DESCRIPTION (provided by applicant): Eukaryotic organisms employ a suite of epigenetic regulatory systems that are essential for genome stability and normal gene expression. Disruptions in epigenetic systems are associated with a wide range of pathologies, including chromosome instability, birth defects, cancer and developmental abnormalities. An intriguing type of epigenetic regulation, X chromosome dosage compensation, adjusts the expression of X-linked genes in one sex to accommodate the different numbers of X chromosomes in males and females. Dosage compensation has been intensively studied in mice, C. elegans and Drosophila. The striking differences in the dosage compensation strategies of these organisms are usually emphasized. However, all three systems rely on chromatin regulatory complexes that are selectively recruited to the X chromosome to modulate expression. These complexes, and their actions on chromatin, have been studied in great detail. But in no case do we understand how X chromatin is identified with the requisite selectivity. Our long-term goal is to understand how an entire chromosome is identified and regulated. The specific hypothesis we will test is that X chromosome recognition in Drosophila involves small RNAs. Our studies reveal that bi-directionally transcribed satellite sequences that are near-exclusive to the X chromosome respond to a potent genetic modifier of compensation. We postulate that the genetic modifier exerts its effect through siRNA. The proposed experiments will determine the role of small RNA pathways and X-linked satellites in dosage compensation. Three specific aims will be pursued to determine if 1) RNAi normally influences X chromatin and dosage compensation, 2) if X-linked satellites are sources and/or targets of RNAi, and 3) if X- linked satellites contribute to the dosage compensation of genes situated nearby. We propose that RNAi acts prior to, or in parallel with previously identified elements, which are modestly enriched on the X chromosome, to ensure exclusive recognition of X chromatin.

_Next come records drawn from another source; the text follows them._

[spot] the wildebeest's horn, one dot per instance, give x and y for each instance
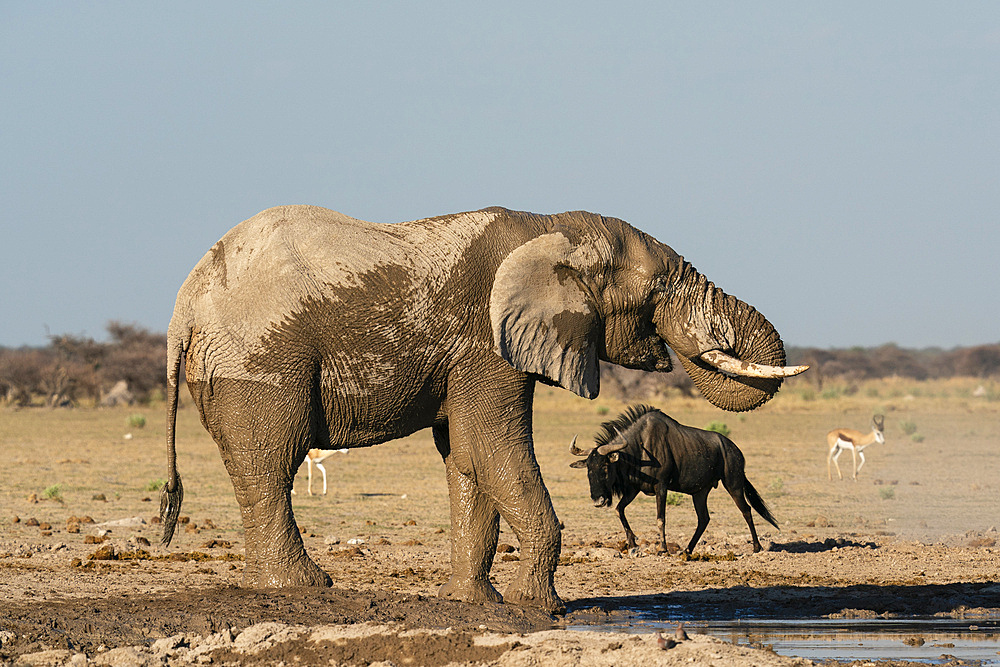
(616, 446)
(576, 451)
(725, 362)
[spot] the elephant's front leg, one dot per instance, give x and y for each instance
(475, 528)
(491, 469)
(523, 501)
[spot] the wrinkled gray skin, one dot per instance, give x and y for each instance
(306, 328)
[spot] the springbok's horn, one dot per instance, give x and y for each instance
(576, 451)
(734, 366)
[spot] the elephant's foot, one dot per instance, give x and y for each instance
(302, 572)
(470, 590)
(529, 592)
(546, 600)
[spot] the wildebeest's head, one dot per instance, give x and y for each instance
(598, 463)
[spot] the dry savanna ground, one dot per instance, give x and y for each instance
(82, 577)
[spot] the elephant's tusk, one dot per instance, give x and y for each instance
(729, 364)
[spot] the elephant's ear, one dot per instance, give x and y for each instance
(544, 318)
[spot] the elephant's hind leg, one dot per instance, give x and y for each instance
(263, 433)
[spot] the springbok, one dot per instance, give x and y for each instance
(840, 439)
(315, 457)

Abstract Eukaryotic organisms employ epigenetic regulatory systems that are essential for genome stability and gene expression. Disruptions in these systems are associated with a wide range of pathologies, including chromosome instability, birth defects, cancer and developmental abnormalities. An intriguing type of epigenetic regulation, X chromosome dosage compensation, adjusts the expression of X-linked genes in one sex to accommodate the different numbers of X chromosomes in males and females. Dosage compensation has been intensively studied in mice, C. elegans and Drosophila. The striking differences in the compensation strategies of these organisms are usually emphasized. However, all three systems rely on regulatory complexes that are selectively recruited to X chromatin to modulate expression. These complexes, and their actions on chromatin, have been studied in detail. But in no case do we understand how X chromatin is identified with the requisite selectivity. Our long-term goal is to understand how an entire chromosome is identified and regulated. We have found that the siRNA pathway, and siRNAs from a repetitive element that is near-exclusive to the X, promote recognition of X chromatin. Strikingly, one of these elements, when placed on an autosome, recruits compensation to flanking autosomal genes. These elements are candidate matrix attachment regions and participate in long range interactions. The specific hypothesis we will test is that X chromosome recognition in Drosophila is guided by a chromosome-specific architecture, determined by repetitive elements and modulated by the siRNA pathway. This arrangement facilitates spreading of compensation along the chromosome. We propose that this acts cooperatively with well-studied sites that recruit the dosage compensation complex directly. The proposed experiments will 1) establish the role of the siRNA in modification of chromatin at the X-linked repeats, 2) determine the dependence of matrix attachment and long range interactions on these modifications and 3) test the idea that an X-linked locus containing a key member of the dosage compensation complex, as well as X-specific repeats, acts to coordinate epigenetic modification during compensation.